La fatalidad del mal
En Wakolda todos van hacia alguna parte menos la niña protagonista, que no tiene un futuro seguro porque una disfunción hormonal le impide crecer. La niña tiene la sonrisa triste de los sabios –la clarividencia que quema a quien la posee, esa atribución que moldea el espíritu, como un secreto íntimo o una fatalidad vergonzante– y también tiene la palabra. El misterio verdadero de la película de Lucía Puenzo no reside en la identidad del médico alemán, que se acerca a la familia de la chica y se instala en la hostería que los padres se proponen levantar en la ciudad de Bariloche, sino en la voz en off de la niña que reflexiona, con una melancolía y una resignación adultas. La directora muestra la suspicacia de sus compañeritos de escuela, la predilección que despierta en el médico y también la aprehensión muda de los padres que abriga como un halo a la pequeña freak, como si estuvieran protegiendo un secreto o el mapa de un tesoro oculto. Lo que no sabemos es qué pasa con la promesa de fragilidad desnuda que habita en esa voz, la infancia que se le arrebata a la lucidez (ya que ambas cosas, en el cine, siempre tienen una coexistencia difícil).
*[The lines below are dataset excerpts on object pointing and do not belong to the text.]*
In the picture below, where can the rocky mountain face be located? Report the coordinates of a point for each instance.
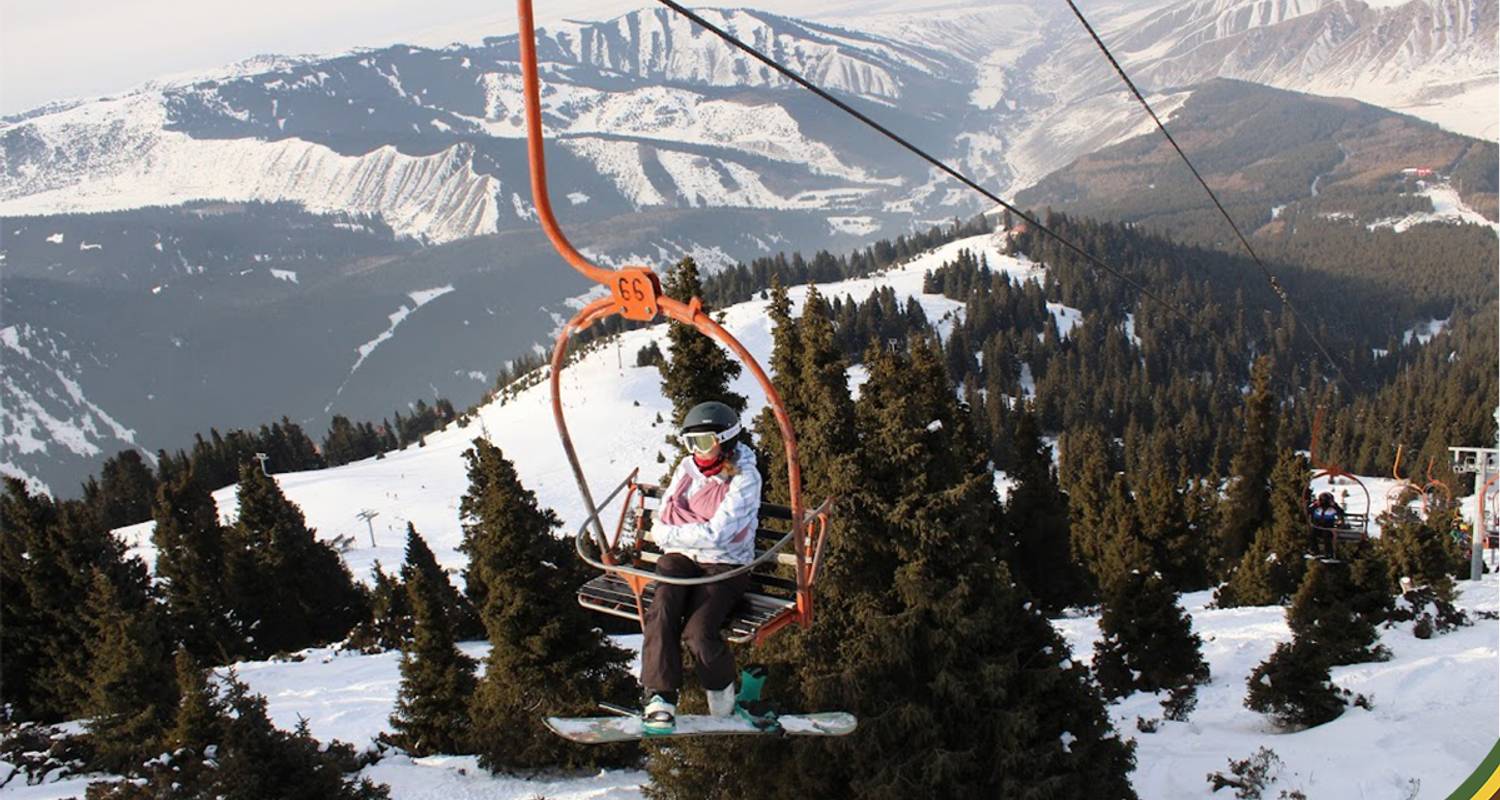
(344, 234)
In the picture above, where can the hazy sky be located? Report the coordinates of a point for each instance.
(54, 50)
(65, 48)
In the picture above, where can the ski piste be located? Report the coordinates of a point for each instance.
(600, 730)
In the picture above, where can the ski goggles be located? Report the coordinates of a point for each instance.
(704, 442)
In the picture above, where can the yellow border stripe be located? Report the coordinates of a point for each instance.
(1484, 784)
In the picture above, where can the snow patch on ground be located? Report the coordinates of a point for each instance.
(1446, 207)
(1424, 332)
(854, 225)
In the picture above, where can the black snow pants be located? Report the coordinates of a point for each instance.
(690, 616)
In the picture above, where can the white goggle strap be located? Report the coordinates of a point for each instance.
(729, 433)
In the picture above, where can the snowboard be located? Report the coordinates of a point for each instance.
(599, 730)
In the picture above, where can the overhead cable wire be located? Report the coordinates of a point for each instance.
(921, 153)
(1271, 279)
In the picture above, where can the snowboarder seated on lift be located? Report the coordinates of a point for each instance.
(704, 526)
(1326, 514)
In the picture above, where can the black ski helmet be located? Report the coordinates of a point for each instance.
(714, 418)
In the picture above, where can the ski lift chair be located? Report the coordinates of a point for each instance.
(1353, 526)
(627, 583)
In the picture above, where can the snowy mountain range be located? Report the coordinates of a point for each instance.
(134, 225)
(1437, 692)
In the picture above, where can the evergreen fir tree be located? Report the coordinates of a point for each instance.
(1148, 643)
(132, 694)
(1275, 563)
(125, 490)
(48, 556)
(197, 721)
(546, 656)
(389, 625)
(1248, 503)
(1037, 520)
(698, 368)
(462, 619)
(786, 375)
(191, 562)
(1293, 686)
(293, 587)
(435, 677)
(1085, 469)
(230, 749)
(257, 760)
(1421, 551)
(1335, 614)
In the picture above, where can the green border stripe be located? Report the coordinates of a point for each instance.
(1469, 790)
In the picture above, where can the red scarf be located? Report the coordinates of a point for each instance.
(710, 467)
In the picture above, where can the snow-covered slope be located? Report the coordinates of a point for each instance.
(116, 155)
(48, 419)
(1433, 704)
(674, 117)
(422, 485)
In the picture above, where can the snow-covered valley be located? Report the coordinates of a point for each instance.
(1434, 703)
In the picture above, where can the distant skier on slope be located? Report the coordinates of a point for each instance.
(705, 526)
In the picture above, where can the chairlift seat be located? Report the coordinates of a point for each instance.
(768, 604)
Cuando ella dice, palabras más o menos: “Basta que me prohíban algo para que inmediatamente trate de hacerlo”, Puenzo señala allí un camino que enseguida clausura, siempre con la misma falta de gracia con la que muestra su juego para luego esconder las cartas en el mismo impulso. La aparición de la agente secreta israelí, que saca fotos de los antiguos docentes simpatizantes del nazismo que comprometen el historial del colegio, y que luego la cámara toma hablando por teléfono y mirando a los costados, como en una vieja película de espías, para dictaminar que el médico es nada menos que Mengele, hace derivar con desconfianza la narración hacia alguna forma de género que funciona como un ornamento, al lado de la decoración y el vestuario.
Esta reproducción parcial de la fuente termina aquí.